Once his whereabouts on Earth are located by President Stone, Astro is abducted and brought back to Metro City to face his fate: the removal of the blue core that powers him. Stone’s refusal to allow his re-election plans to be thwarted results in a disastrous and ill-informed misuse of power that—you guessed it—only our pint-sized hero can resolve.
I appreciated how, on the surface, Astro Boy has all the bells and whistles of a kid-friendly animated blockbuster. Yet, there’s a lot more going on here. The sharp script takes minor jabs at consumerism and human dependency on technology while also juggling some political undertones. I was much more entertained than I thought I would be, and even if you’ve never heard of Astro Boy you can find something to relate here. If not, you could always sit back and marvel at the gorgeously executed animation.

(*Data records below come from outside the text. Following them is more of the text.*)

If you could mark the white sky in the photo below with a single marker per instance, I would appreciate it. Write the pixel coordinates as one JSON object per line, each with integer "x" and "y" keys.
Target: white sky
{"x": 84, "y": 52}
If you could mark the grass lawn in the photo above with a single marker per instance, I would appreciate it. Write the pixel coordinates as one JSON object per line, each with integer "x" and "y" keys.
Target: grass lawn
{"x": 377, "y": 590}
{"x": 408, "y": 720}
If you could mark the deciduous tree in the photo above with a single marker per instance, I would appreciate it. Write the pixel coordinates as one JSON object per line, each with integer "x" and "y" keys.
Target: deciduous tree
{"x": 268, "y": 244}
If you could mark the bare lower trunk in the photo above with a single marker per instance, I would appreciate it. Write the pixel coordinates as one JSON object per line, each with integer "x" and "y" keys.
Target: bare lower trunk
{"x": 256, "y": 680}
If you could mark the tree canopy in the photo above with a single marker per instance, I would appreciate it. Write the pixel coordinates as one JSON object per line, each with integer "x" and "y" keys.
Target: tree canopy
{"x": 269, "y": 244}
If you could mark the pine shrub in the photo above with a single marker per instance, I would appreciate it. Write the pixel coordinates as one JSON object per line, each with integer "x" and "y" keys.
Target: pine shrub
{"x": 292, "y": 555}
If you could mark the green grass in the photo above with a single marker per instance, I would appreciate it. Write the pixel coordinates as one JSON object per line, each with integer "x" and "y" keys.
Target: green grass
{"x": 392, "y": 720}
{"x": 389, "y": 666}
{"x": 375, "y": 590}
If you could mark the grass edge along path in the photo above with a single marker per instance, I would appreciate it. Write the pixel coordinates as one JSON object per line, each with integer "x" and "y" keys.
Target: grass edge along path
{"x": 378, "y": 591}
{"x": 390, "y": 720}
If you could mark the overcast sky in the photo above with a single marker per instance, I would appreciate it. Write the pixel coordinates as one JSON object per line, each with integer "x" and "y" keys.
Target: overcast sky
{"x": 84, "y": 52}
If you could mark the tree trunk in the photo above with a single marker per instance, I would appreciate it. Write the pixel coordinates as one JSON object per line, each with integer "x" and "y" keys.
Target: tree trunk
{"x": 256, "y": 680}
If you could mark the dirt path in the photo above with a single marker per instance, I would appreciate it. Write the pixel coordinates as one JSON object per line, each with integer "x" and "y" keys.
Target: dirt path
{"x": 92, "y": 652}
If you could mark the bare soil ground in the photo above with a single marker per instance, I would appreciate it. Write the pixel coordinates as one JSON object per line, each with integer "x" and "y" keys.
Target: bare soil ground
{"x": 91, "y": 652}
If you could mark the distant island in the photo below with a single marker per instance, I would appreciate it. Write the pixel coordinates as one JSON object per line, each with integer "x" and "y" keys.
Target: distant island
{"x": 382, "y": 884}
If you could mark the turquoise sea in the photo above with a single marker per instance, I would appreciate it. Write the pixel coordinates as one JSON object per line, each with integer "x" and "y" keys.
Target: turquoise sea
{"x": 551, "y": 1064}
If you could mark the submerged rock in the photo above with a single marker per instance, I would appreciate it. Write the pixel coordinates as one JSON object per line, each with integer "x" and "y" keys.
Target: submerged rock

Astro Boy is presented in Anamorphic Widescreen with an aspect ratio of 2.35:1. The vast array of colors, Metro City architecture, gorgeous futuristic Earth landscapes and textures really translate well onto the small screen. Visually, this is a stunning film.
Audio is presented in English and Spanish versions of Dolby Digital 5.1 Surround Sound. Composer John Ottman’s lively soundtrack charges, rumbles and booms through the speakers for an entertaining and impressive experience. I especially enjoyed the various mechanical whirrings and whizzings that brought Astro Boy and his fellow robotic pals to life.
Inside the Recording Booth: (10:17) The numerous character voices behind Astro Boy share their thoughts on being a part of the phenomenon.
Designing a Hero: (10:37) Animators describe the process of creating the look of Astro Boy through colors.
Building Metro City: (7:31) Head animator Tim Cheung gives a tour of animation studio Imagi in Hong Kong. Various animators also describe the production design of the film’s two main landscapes: Metro City and Earth.
Astro Boy Image Gallery: Creating a Global Icon: (4:55) A slideshow of images from Astro’s past and present including early design sketches, character sketches from the film, promotional images and artist renderings.
Getting the Astro Boy Look: (2:45) A goofy guide to styling your hair like the ‘toon hero.
There are also two new animated sequences: Astro vs. The Junkyard Pirates (3:28) and The RRF In: The New Recruit (1:07).
Imagi Studios’ team of animators managed to bring Osamu Tezuka’s concept to life in a world of vibrant colors, richly detailed scenery, and compelling action sequences. But this film is more than just captivating eye candy; it’s got a lot of heart and wit. Combine that with an impressive list of voice talents, and Astro Boy has all the winning components of a well-oiled cinematic machine.